A state that is so wrong could be said to have little practical meaning.

Why is a superpositon state as |dead> + |alive> so "wrong". Only because we don’t know at present how to look for such a state doesn't justify statements like this, not at all from a scientific point of view.

 

[Kolmo]

Why is a superpositon state as |dead> + |alive> so "wrong". Only because we don’t know at present how to look for such a state doesn't justify statements like this, not at all from a scientific point of view.

As I said above, a virus in real life is embedded in a thermal environment, it's characterised by values for macroscopic observables and so forth. All of these things give a mixed state as the correct state, not a pure state.

 

[Demystifier]

But the system as a whole can't "interact with itself"; interaction requires at least two systems.

What about $\phi^4$ theory, or gravity, or Yang-Mills theory? Aren't those self-interacting theories of scalar field, metric-tensor field and gauge field, respectively?

 

[vanhees71]

But then you are no longer talking about unitary evolution of kets, but ordinary classical statistical physics.

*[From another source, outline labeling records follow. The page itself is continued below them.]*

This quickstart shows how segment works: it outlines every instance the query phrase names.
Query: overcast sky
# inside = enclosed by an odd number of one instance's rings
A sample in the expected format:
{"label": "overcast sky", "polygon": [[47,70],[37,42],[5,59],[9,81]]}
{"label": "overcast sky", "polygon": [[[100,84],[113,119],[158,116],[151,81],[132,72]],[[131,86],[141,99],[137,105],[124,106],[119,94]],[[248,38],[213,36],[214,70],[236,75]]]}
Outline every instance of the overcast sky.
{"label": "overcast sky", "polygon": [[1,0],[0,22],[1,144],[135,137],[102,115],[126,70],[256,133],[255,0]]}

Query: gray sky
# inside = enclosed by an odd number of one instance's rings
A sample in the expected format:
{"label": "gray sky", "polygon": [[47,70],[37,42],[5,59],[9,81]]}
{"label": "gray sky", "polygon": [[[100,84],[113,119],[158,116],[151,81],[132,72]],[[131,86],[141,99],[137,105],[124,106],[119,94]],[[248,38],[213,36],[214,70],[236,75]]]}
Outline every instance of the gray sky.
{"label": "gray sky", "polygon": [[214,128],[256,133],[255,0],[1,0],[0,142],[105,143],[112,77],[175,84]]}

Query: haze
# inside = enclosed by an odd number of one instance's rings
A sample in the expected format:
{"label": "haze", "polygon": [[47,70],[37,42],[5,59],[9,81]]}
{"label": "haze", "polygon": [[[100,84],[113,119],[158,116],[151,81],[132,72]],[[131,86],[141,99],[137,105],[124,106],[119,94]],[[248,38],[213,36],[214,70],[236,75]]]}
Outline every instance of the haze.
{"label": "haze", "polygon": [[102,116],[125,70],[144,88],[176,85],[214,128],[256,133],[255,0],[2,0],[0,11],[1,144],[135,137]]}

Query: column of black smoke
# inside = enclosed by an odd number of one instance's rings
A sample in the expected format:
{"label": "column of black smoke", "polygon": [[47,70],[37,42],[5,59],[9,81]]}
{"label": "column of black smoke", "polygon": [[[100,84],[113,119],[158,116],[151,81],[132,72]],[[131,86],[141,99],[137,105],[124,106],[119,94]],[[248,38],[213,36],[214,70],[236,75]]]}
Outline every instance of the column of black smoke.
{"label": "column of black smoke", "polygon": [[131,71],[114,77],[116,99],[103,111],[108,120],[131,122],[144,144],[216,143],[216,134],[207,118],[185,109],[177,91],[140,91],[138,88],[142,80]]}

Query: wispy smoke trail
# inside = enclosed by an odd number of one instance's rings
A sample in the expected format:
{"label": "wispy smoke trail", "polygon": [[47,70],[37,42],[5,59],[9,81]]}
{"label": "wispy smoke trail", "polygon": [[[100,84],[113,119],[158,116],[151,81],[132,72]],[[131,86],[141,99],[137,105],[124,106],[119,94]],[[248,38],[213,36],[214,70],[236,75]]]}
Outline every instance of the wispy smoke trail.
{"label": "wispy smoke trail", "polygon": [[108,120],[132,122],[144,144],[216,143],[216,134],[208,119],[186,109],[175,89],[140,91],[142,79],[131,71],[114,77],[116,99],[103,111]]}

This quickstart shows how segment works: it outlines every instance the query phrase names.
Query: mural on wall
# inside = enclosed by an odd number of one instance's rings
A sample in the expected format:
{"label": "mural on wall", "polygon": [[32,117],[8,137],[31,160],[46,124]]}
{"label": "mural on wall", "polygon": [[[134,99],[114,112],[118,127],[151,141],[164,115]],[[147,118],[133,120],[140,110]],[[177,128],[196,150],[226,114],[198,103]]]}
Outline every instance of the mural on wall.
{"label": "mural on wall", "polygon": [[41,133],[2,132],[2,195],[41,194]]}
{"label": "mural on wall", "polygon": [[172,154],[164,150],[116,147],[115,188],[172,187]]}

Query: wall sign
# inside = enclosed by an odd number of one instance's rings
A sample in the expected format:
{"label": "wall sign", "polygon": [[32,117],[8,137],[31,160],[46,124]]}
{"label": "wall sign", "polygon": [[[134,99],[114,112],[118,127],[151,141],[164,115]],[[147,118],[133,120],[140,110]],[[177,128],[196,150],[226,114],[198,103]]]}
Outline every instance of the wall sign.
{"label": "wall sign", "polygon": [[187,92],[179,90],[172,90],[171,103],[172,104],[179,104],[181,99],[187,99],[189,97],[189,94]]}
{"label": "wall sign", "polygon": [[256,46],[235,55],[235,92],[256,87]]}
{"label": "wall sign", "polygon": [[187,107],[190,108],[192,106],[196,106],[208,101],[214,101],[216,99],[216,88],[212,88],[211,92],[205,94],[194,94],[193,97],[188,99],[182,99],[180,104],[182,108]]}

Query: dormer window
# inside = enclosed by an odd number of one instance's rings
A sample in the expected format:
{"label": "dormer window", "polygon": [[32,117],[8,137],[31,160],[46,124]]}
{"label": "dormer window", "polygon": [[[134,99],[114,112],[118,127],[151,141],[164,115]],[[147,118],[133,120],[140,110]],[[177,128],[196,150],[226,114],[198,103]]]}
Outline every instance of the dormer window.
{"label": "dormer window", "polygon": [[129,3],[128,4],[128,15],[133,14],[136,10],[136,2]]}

For a closed system the states (no matter whether they are pure or mixed ones) and observable operators evolve by unitary time evolution. The choice how they do that is pretty arbitrary. That's known as the choice of the picture of time evolution. What's of course independent are all measurable quantities like probabilities for the outcome of measurements, expectation values/correlation functions, S-matrix elements in scattering theory, etc.

 

[vanhees71]

No, it isn't; such a statement makes no sense. You might be able to partition the closed system into subsystems that interact with each other, but any such partitioning is basis dependent. But the system as a whole can't "interact with itself"; interaction requires at least two systems.

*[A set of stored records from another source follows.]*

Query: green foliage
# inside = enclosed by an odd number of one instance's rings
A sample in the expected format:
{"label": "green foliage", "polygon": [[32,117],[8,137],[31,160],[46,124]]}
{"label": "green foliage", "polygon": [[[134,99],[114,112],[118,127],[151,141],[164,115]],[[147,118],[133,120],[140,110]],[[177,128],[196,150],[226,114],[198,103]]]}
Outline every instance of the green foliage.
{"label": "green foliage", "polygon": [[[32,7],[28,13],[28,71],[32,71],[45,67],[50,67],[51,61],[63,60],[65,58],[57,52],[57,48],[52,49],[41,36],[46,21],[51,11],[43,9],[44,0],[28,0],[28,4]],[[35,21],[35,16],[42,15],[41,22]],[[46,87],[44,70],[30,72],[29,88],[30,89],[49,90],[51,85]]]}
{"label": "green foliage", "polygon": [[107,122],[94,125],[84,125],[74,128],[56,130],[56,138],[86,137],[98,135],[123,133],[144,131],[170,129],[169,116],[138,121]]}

Well, yes. Take a lonely hydrogen atom within non-relativistic QT. It consists of a proton and an electron interacting with each other via the Coulomb interaction. That's an example for what you usually call an interacting closed system.

 

[vanhees71]

What about $\phi^4$ theory, or gravity, or Yang-Mills theory? Aren't those self-interacting theories of scalar field, metric-tensor field and gauge field, respectively?

Of course. There's a clear meaning of what interacting closed systems are. I think this is again just some semantical discussion about words, whose meaning is clearly established in the scientific community.

 

[WernerQH]

For a closed system the states (no matter whether they are pure or mixed ones) and observable operators evolve by unitary time evolution. The choice how they do that is pretty arbitrary. That's known as the choice of the picture of time evolution. What's of course independent are all measurable quantities like probabilities for the outcome of measurements, expectation values/correlation functions, S-matrix elements in scattering theory, etc.

A closed system is an idealization. There's no such thing in the real world, let alone one containg a cat (or a virus).

So you can detect a modicum of sense in an expression like |dead> + i × |alive> ?

 

[Lord Jestocost]

As I said above, a virus in real life is embedded in a thermal environment, it's characterised by values for macroscopic observables and so forth. All of these things give a mixed state as the correct state, not a pure state.

What do you think is the effect when a superposition state interacts with its environment? The quantum mechanical formalism is here unambiguous: You get an entangled quantum state for the composite “system-plus-environment”. Maybe, the interaction between system and environment scrambles up the phases so that it would be impossible, from a practical point of view, to unscramble them. However, the superposition state does not evolve by the Schrödinger equation into a mixed one. With all due respect, this statement is wrong.

 

[vanhees71]

I think a state $|\text{alive} \rangle + |\text{alive} \rangle$ is simply a nonsensical expression, because $|\text{alive}/\text{dead} \rangle$ simply don't exist.